PyData London 2026

Did Your Rollout Actually Work? Measuring Phased Launches with Staggered DiD in Python
2026-06-06 , Hardwick Hub

Your company launches a loyalty program — but not everywhere at once. Ten stores get it in January, another ten in March, the rest later. Leadership asks: "Did it work? By how much?" You compare before and after... and get a number that's wrong.
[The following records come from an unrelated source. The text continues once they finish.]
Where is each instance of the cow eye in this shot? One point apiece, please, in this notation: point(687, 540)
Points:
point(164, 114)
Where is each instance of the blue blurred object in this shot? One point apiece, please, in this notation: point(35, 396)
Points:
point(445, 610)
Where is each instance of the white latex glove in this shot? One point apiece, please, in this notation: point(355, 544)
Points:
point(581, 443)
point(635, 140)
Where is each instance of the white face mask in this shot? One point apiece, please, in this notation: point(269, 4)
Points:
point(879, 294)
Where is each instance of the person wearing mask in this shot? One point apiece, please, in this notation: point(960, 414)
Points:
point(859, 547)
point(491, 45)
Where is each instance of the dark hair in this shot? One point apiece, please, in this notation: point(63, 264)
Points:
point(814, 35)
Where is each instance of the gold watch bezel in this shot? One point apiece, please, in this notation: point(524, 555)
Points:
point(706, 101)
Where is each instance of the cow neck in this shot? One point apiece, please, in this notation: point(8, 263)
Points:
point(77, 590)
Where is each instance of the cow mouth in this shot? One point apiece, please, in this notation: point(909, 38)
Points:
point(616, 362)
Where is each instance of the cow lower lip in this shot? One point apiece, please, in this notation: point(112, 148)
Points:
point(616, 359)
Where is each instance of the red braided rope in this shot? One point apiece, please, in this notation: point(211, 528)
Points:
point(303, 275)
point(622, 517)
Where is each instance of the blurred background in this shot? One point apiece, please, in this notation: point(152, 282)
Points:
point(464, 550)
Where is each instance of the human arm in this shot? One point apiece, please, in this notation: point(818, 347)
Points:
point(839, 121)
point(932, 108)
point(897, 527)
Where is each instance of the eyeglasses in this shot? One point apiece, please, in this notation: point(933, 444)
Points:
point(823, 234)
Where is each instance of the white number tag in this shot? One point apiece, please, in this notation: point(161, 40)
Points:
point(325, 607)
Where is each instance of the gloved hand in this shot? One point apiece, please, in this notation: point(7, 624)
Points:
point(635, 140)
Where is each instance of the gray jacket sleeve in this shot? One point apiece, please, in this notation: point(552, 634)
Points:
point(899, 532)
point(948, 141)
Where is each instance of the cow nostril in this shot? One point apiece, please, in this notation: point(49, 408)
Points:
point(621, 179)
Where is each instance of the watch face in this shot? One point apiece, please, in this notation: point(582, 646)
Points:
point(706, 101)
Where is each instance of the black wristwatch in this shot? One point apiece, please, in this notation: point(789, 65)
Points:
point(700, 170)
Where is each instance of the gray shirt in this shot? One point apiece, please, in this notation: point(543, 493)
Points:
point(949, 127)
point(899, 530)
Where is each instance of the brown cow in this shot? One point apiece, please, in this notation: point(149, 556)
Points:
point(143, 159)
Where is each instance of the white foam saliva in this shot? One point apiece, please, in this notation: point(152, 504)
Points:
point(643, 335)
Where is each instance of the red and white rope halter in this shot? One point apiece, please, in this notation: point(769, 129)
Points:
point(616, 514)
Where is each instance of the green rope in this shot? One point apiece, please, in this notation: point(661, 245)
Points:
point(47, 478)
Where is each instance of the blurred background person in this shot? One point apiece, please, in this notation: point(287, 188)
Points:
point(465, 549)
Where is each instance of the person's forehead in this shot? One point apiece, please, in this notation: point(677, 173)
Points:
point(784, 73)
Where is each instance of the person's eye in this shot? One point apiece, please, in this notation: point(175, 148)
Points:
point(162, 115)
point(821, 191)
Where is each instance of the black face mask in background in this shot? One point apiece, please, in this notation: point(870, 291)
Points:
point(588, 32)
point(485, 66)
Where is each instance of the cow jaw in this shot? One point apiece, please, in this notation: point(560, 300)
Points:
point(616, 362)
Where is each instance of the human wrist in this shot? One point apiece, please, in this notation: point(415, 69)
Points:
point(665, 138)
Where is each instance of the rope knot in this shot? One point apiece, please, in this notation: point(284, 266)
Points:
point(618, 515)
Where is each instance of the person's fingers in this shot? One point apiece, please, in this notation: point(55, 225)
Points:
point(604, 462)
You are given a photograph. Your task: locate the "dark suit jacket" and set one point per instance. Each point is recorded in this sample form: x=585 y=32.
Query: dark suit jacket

Phased rollouts break naive pre/post comparisons, and standard regression quietly gives misleading answers.

This talk shows a practical Python workflow for getting it right. Using a realistic store-rollout example and CausalPy (an open-source library), I'll demonstrate how to produce event-study plots that show when and how much an intervention takes effect — with uncertainty estimates your stakeholders can actually act on. Whether you're measuring feature flags, marketing campaigns, or policy changes, you'll leave with a reproducible notebook and a step-by-step workflow you can apply tomorrow.


Who this is for

Data scientists, analysts, and applied ML/measurement practitioners who evaluate interventions using observational or quasi-experimental data (e.g., feature flags, phased launches, regional changes). Familiarity with pandas and basic regression is helpful; no prior Bayesian experience required.
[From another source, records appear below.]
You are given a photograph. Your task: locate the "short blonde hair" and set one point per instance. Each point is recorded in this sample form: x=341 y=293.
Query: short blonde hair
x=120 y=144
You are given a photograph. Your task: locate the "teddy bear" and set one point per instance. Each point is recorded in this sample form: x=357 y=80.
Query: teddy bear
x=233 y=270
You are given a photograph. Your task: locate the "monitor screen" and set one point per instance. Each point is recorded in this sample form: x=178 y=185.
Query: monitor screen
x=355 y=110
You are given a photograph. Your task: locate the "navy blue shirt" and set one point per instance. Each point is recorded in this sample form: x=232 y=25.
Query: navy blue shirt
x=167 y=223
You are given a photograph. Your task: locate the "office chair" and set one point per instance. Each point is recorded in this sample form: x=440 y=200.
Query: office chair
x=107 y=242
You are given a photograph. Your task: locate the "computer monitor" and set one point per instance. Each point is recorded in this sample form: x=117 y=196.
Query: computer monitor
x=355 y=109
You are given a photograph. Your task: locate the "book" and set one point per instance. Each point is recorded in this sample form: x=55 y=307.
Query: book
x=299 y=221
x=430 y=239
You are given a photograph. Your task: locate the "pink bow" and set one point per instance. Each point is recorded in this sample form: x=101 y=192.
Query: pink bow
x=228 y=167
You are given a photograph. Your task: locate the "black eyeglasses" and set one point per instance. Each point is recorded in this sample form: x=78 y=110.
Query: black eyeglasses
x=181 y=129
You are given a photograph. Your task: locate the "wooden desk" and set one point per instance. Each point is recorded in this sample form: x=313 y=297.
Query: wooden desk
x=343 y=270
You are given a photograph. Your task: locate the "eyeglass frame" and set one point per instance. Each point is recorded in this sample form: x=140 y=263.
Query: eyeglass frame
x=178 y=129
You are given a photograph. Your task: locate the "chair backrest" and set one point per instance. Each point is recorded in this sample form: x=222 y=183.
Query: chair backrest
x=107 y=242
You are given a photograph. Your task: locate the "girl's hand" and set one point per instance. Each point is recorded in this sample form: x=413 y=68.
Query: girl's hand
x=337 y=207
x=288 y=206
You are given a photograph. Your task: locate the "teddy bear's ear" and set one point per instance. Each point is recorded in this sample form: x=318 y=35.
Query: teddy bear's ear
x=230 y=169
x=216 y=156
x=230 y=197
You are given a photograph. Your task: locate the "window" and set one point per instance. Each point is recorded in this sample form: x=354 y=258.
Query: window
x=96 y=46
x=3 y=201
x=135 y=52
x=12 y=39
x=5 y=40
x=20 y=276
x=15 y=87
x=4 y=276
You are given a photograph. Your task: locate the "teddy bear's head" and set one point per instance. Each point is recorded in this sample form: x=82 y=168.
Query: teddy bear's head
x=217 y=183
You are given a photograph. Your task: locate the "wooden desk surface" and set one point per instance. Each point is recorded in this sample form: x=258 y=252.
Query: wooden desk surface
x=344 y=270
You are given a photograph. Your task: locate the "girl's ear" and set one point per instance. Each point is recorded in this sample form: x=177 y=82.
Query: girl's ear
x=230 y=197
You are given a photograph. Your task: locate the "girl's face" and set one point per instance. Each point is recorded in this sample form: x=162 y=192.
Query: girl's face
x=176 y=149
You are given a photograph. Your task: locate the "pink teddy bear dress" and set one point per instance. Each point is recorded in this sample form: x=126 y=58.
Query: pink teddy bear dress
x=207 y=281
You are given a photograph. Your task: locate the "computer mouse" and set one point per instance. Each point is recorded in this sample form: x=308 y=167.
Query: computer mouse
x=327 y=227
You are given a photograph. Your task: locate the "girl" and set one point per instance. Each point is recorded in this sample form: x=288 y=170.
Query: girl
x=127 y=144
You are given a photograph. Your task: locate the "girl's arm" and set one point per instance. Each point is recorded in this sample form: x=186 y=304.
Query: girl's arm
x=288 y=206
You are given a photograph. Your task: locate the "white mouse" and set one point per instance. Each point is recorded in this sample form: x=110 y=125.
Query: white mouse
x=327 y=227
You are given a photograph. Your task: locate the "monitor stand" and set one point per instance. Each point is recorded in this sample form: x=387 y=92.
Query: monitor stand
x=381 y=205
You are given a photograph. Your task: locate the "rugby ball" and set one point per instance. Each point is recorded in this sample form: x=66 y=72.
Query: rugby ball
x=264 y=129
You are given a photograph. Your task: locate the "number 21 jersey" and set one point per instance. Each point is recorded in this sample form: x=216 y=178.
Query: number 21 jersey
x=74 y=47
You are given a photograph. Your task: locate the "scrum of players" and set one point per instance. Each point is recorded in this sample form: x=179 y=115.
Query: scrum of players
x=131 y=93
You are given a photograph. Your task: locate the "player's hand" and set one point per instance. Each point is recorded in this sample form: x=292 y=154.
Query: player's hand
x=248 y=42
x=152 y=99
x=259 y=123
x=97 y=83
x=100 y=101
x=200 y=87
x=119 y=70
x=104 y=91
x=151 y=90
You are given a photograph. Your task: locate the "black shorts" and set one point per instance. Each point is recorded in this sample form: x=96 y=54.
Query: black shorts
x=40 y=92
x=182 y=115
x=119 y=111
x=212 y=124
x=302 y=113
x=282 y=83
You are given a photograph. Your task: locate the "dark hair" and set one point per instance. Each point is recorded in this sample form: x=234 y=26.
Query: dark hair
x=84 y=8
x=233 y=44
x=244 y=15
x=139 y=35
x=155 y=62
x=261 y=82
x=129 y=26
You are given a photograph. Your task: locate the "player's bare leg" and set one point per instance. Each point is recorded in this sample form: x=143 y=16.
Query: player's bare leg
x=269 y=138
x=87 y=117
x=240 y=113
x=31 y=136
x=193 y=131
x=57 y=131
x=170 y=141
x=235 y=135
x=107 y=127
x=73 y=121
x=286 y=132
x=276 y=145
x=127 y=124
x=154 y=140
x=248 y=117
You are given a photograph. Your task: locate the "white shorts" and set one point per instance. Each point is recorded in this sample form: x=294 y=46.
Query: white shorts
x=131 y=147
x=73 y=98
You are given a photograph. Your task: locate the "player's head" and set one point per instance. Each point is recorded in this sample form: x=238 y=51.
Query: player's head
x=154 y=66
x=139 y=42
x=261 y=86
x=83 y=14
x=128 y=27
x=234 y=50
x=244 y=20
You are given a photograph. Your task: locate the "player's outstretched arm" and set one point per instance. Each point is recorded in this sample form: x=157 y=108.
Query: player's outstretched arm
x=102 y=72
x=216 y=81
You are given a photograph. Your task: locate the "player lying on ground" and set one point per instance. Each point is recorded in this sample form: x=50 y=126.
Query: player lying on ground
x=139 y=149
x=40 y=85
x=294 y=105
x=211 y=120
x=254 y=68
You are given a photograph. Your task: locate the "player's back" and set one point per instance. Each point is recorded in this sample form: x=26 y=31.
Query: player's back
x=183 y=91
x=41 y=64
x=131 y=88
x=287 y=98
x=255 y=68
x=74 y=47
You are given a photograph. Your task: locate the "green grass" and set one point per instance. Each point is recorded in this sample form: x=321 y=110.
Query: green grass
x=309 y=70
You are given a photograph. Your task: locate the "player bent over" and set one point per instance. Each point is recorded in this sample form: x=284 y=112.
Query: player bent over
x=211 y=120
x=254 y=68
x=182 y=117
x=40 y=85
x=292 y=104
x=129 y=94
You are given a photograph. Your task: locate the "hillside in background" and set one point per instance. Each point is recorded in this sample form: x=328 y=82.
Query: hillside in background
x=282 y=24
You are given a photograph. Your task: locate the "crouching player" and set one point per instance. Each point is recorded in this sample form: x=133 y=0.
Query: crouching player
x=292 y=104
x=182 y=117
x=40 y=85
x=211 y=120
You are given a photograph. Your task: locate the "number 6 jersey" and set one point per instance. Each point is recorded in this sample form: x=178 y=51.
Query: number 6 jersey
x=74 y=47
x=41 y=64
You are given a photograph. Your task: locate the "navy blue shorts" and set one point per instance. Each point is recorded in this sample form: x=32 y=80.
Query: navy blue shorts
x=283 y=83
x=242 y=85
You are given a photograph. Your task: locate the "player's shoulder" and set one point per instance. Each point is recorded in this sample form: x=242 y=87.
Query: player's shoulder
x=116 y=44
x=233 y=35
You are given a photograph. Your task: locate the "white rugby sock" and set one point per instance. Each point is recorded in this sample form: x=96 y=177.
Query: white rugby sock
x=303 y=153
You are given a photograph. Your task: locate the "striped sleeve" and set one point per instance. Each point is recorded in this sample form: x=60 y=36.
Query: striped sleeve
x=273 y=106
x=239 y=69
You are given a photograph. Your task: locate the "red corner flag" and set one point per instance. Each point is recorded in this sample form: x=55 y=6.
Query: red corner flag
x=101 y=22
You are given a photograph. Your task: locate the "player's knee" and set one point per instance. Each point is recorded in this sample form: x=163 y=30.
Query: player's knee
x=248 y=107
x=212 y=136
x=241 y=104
What attendees will learn (takeaways)

  • How staggered adoption differs from "textbook" two-period Difference-in-Differences, and why the difference matters in production measurement.
  • How the imputation-based estimator (Borusyak, Jaravel & Spiess, 2024) works: fit on untreated observations, predict counterfactuals, aggregate by event time.
  • How to turn model output into stakeholder-friendly language: probability of positive effect, expected uplift, decision thresholds — no Bayesian background needed.
  • The parameter recovery pattern: validate your method on simulated data with known truth before trusting it on real data.
  • Practical diagnostics and red flags: parallel trends, anticipation effects, spillovers, and when not to use this method.
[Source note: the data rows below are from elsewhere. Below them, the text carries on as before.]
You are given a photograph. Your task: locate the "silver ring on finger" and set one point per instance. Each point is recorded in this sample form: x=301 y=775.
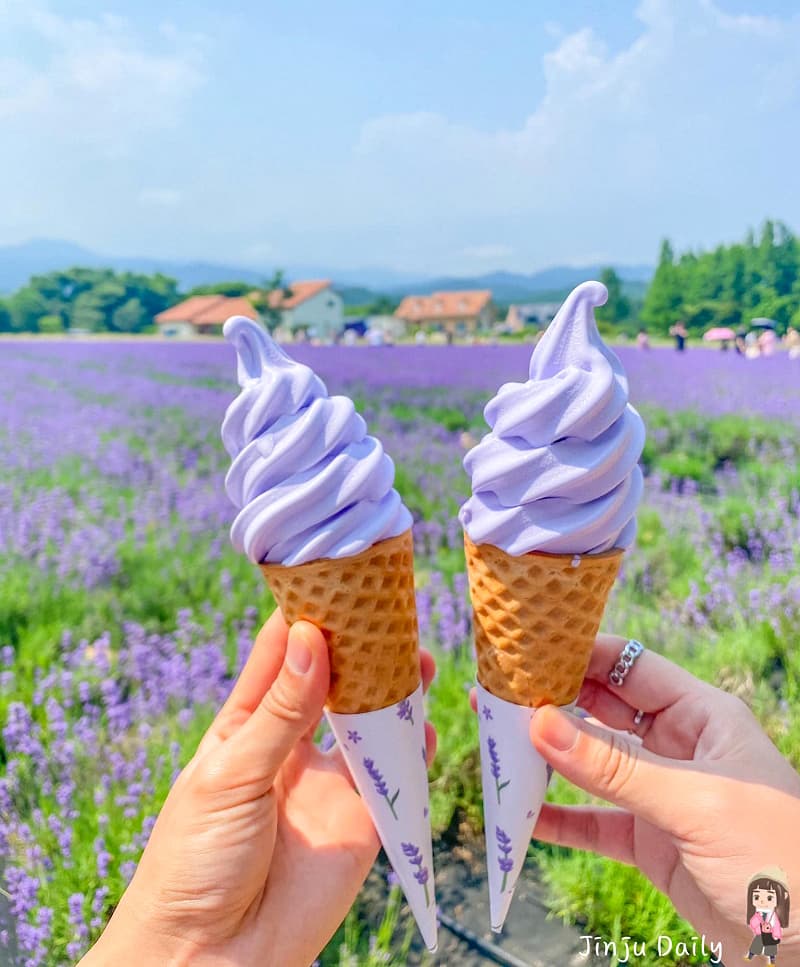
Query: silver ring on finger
x=632 y=650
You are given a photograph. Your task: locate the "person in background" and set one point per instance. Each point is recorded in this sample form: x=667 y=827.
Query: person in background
x=792 y=342
x=680 y=334
x=752 y=349
x=768 y=342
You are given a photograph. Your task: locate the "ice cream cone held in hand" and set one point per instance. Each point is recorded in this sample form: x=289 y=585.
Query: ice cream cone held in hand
x=555 y=488
x=318 y=513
Outline and time plan (30 min talk + 10 min Q&A)

  • 0–4 min: The real-world problem — phased rollouts and why naive pre/post comparisons fail
  • 4–10 min: DiD refresher, then what breaks under staggered adoption (timing heterogeneity, negative weighting in TWFE)
  • 10–17 min: The staggered DiD solution (event-time framing, imputation intuition, key assumptions)
  • 17–25 min: Worked example in Python with CausalPy
  • A loyalty program rolled out to 60 stores in 3 waves over 30 weeks
  • Visualise adoption timing and check pre-trends
  • Fit the model and produce event-study plots
  • Parameter recovery: compare estimated effects to known ground truth
  • 25–28 min: Diagnostics — pre-treatment placebo checks, counterfactual inspection, "when not to use this" decision checklist
  • 28–30 min: Summary — three takeaways and the six-step workflow
  • 30–40 min: Q&A

Background knowledge needed

  • Comfortable with tidy data, grouping/aggregating, and reading a regression coefficient.
  • Basic causal inference vocabulary (treatment/control, confounding) is helpful but not required.

What I will provide

A public GitHub repository containing:

  • a reproducible Quarto notebook (the slides themselves, with all code),
  • a synthetic dataset simulating a realistic store loyalty program rollout,
  • and environment setup instructions (conda environment file).

Ben Vincent is Director of InferenceWorks Ltd and a Principal Data Scientist at PyMC Labs, where he has been building Bayesian solutions for real-world business problems since 2021. He created CausalPy, an open-source Python library for causal inference in quasi-experimental settings. He holds a PhD in Neuroscience from the University of Sussex (UK) and previously held a university faculty position for 15 years.